Biliary atresia: Should all patients undergo a portoenterostomy?

Purpose: The management of noncorrectable extra hepatic biliary atresia includes portoenterostomy, although the results of the surgery are variable. This study was done to develop criteria that could successfully predict the outcome of surgery based on preoperative data, including percutaneous liver biopsy, allowing a more selective approach to the care of these babies. Methods: The charts and biopsy results of 31 patients who underwent a Kasai procedure for biliary atresia between 1984 and 1994 were reviewed. Values for preoperative albumin, bilirubin, age of patient at Kasai, and lowest postoperative bilirubin were recorded. Surgical success was defined as postoperative bilirubin that returned to normal. A pathologist blinded to the child's eventual outcome graded the pre-Kasai needle liver biopsy results according to duct proliferation, ductal plate lesion, bile in ducts, lobular inflammation, giant cells, syncitial giant cells, focal necrosis, bridging necrosis, hepatocyte ballooning, bile in zone 1, 2, and 3, cholangitis, and end-stage cirrhosis. Clinical outcome was then predicted.
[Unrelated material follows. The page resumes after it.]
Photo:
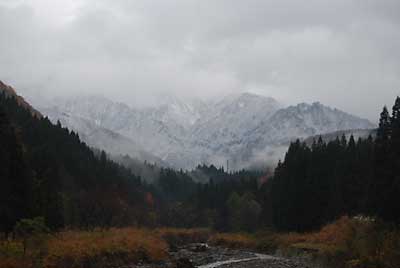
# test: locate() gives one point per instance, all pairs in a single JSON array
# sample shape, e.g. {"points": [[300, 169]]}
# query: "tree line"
{"points": [[47, 171]]}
Results: Success after portoenterostomy could not reliably be predicted based on gender, age at Kasai, preoperative bilirubin or albumin levels. Histological criteria, however, predicted outcome in 27 of 31 patients (P < .01). Fifteen of 17 clinical successes were correctly predicted; as were 12 of 14 clinical failures (sensitivity, 86%; specificity, 88%). Individually, the presence of syncitial giant cells, lobular inflammation, focal necrosis, bridging necrosis, and cholangitis, were each associated with failure of the portoenterostomy (p < .05). Bile in zone 1 was associated with clinical success of the procedure (P < .05). Conclusions: Based on the predictive information available in a liver biopsy, we conclude that those patients who will not benefit from a Kasai procedure can be identified preoperatively, and channeled immediately to transplantation.